As of late 2024, the company reports the following performance indicators:
- User Base: Over 120,000 onboarded users.
- Daily Trading Volume: Between $20 million and $40 million.
- Daily Revenue: Approximately $150,000.
- Weekly Revenue Growth: Initially, the app saw $150,000 in revenue per week; it now matches that figure daily, representing a seven-fold increase in revenue density over a few months.
The founders estimate they are roughly six months away from their goal of providing comprehensive access to every tradable asset across all major blockchains.
Chronology of Development
The rise of Fomo can be traced through several key milestones:
- Pre-2024: Paul Erlanger and Se Yong Park gain experience in decentralized finance (DeFi) at dYdX, identifying the UX (user experience) gaps in existing trading platforms.
- Early 2024: The founders execute their "200 Angels" fundraising strategy, securing $2 million in initial seed capital from 140 industry insiders.
- May 2024: Fomo officially launches its mobile app to the public.
- June 2024: The introduction of Apple Pay support transforms the onboarding funnel, leading to a "massive influx" of retail users.
- September 2024: Fomo closes a $17 million Series A round led by Benchmark.
- Q4 2024: The platform reaches a milestone of $40 million in daily trading volume and expands its asset support across multiple Layer-2 networks.
Broader Market Implications and Future Vision
The success of Fomo highlights a broader trend in the fintech and crypto sectors: the "consumerization" of complex financial instruments. By removing the need for users to understand the underlying blockchain infrastructure, Fomo is competing directly with centralized exchanges like Coinbase and retail brokerages like Robinhood, rather than just other decentralized wallets.
The founders have articulated a vision that extends beyond cryptocurrency. The long-term roadmap for Fomo includes the integration of other asset classes, such as prediction markets and traditional securities like bonds. This would position Fomo as a comprehensive financial dashboard, leveraging the efficiency of blockchain backends while providing a familiar, "Web2" style front-end experience.
Industry analysts suggest that Benchmark’s entry into this specific niche of the crypto market indicates a belief that the "infrastructure era" of crypto—where investment flowed mostly into blockchains and protocols—is giving way to an "application era," where the value lies in the user interface and the ability to aggregate liquidity.
Risks and Challenges
Despite its rapid growth, Fomo faces several hurdles. The decision to absorb gas fees is a significant operational cost that requires high trading volumes to remain sustainable. Furthermore, the regulatory environment for "super apps" that offer access to a wide array of tokens remains complex, particularly in the United States, where the SEC continues to scrutinize the classification of various digital assets. Additionally, as the platform expands into traditional securities and prediction markets, it will encounter a much more stringent set of licensing and compliance requirements.

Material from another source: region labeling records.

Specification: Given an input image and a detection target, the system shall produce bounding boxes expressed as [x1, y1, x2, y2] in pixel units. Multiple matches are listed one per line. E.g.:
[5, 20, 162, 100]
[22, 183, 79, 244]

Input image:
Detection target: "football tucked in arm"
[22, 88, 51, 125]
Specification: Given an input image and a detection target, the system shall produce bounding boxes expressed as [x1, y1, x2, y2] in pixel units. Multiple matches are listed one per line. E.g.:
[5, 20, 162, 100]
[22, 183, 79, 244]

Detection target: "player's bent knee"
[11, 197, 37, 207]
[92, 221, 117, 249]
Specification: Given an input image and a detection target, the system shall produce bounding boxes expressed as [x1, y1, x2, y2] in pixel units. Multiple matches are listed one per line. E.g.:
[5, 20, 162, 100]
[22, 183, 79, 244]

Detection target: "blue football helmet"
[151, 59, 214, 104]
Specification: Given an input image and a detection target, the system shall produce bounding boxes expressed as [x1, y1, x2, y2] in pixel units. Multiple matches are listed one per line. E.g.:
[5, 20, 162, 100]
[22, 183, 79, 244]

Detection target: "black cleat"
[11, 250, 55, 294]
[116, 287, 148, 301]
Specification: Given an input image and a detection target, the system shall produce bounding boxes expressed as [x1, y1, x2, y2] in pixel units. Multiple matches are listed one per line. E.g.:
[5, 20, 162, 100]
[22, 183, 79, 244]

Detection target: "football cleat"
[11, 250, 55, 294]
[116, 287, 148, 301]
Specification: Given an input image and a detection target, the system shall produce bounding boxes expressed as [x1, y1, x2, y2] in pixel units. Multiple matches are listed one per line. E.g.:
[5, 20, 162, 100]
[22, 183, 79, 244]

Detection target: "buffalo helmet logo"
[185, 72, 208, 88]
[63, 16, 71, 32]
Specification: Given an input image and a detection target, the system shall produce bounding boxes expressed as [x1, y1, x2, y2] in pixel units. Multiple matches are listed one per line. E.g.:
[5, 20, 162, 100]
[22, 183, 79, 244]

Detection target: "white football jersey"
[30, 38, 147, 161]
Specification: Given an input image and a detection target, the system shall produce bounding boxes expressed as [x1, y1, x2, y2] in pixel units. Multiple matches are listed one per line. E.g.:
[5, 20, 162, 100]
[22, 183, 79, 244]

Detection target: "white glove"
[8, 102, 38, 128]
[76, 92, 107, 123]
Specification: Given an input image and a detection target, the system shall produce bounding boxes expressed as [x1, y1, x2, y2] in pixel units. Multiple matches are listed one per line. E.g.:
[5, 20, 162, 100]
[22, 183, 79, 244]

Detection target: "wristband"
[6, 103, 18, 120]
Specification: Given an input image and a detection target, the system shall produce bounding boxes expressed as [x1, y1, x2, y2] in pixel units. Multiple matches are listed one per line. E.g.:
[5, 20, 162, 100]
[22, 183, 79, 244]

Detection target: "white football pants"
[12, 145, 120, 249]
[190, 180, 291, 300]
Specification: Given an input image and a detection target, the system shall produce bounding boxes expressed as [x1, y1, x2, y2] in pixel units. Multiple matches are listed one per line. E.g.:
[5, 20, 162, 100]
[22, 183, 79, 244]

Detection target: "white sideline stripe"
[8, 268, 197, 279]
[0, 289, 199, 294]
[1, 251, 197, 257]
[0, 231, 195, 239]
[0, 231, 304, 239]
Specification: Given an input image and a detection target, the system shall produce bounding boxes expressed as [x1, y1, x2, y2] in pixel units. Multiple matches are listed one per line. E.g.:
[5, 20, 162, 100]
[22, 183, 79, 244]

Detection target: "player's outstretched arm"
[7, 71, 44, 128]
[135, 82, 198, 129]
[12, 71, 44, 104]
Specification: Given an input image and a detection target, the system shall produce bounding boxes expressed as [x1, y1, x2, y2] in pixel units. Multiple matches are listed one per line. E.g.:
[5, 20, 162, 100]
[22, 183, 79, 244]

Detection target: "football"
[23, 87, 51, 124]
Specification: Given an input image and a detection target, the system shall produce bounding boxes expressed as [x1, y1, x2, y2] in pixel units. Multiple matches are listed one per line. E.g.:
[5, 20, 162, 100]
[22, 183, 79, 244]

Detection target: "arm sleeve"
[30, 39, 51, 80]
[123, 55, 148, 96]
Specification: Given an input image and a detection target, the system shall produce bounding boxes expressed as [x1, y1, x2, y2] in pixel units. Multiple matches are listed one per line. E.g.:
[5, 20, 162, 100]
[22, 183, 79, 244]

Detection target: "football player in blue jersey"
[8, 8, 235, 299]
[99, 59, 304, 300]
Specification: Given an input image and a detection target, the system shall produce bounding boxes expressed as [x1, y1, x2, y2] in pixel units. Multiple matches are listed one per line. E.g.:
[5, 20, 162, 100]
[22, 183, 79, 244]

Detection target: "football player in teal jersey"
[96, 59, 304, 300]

However, with the backing of Benchmark and a massive network of industry-heavyweight angels, Fomo is well-capitalized to navigate these challenges. The company’s ability to turn a $19 million investment into a platform processing tens of millions of dollars in daily volume suggests that the "frictionless" model is currently what the retail market is demanding. As the firm looks toward 2025, the focus will likely remain on maintaining its growth velocity while expanding its multi-chain capabilities and asset diversity.